Università di Udine
via Petracco 8 - 33100 Udine

Events 2017

ANDA CONFERENCE 2017. Living Together on This Earth: Eco-Sustainable Narratives and Environmental Concerns in English Literature/s

19-21 April 2017, Università di Udine, Sala Gusmani, Palazzo Antonini, Via Petracco 8 – Udine.

The conference aimed at exploring and discussing the place of eco-sustainable narratives in English literature/s and the ways in which they may contribute to our understanding ­of environmental issues, stimulate positive thinking, create a caring economy, and foster alternative perspectives for the future of our planet.

The eco-degradation of planet Earth is a plague that dramatically and increasingly afflicts the world today. It is at the very centre of contemporary political and intellectual debate, creative writing and environmental concerns, all inextricably intertwined with questions of rights and identity. It can be seen as a fil rouge running across many Anglophone literary texts throughout the centuries. In our belief in the power of the creative word to promote social change by encouraging mutual understanding and respect for the Other and for the environment, the conference presented a wide range of papers on eco-sustainable narratives from all Anglophone areas and historical periods.

A major concern of the conference was to investigate the connections between ecocritical and postcolonial studies. In his key-note lecture, Bill Ashcroft (University of New South Wales, Sydney) discussed what literature can do in an environmental struggle in which colonized peoples are among the worst affected. The role of postcolonial literature, claimed Ashcroft, provides a model for the transformative function of the creative spirit in political resistance.

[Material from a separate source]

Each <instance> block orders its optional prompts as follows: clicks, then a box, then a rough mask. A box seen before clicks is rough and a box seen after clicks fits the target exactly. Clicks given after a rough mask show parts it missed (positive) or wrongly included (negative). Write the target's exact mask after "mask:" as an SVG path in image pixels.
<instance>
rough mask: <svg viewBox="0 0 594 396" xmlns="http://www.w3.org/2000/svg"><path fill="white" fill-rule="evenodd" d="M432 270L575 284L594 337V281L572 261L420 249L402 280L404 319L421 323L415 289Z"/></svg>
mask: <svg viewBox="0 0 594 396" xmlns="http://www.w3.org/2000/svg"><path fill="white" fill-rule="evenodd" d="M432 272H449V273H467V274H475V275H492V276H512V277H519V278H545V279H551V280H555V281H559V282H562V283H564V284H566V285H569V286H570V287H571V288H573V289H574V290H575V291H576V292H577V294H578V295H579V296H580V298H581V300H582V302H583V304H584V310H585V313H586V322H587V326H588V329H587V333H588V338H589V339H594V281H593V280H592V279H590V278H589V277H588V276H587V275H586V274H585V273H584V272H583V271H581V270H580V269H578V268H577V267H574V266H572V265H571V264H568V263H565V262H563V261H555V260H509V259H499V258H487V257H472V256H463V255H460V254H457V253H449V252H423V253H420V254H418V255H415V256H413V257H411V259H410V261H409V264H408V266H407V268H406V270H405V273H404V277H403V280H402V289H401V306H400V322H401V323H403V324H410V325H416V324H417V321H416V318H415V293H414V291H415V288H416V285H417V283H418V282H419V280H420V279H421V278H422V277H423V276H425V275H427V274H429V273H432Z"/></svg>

Among the many highlights of this memorable conference were creative interventions such as the readings by Tsistsistas poet Lance Henson (University of South Africa), American scholar and poet Paul Kane (Vassar College, New York) and word-spoken poetess Natalia Molebatsi. The artist Isabella Pers presented her project Teitiota that lyrically reflects on the consequences of the Anthropocene, starting from the story of Iane Teitiota, the first man who asked asylum for climate change, while Tiziana Pers’s elephant paintings, also on show at the conference, accompanied Molebatsi’s poems. The crescendo of creative engagements with the environment culminated in the immersive experience of Mattia Mantellato’s choreography on Derek Walcott’s Omeros.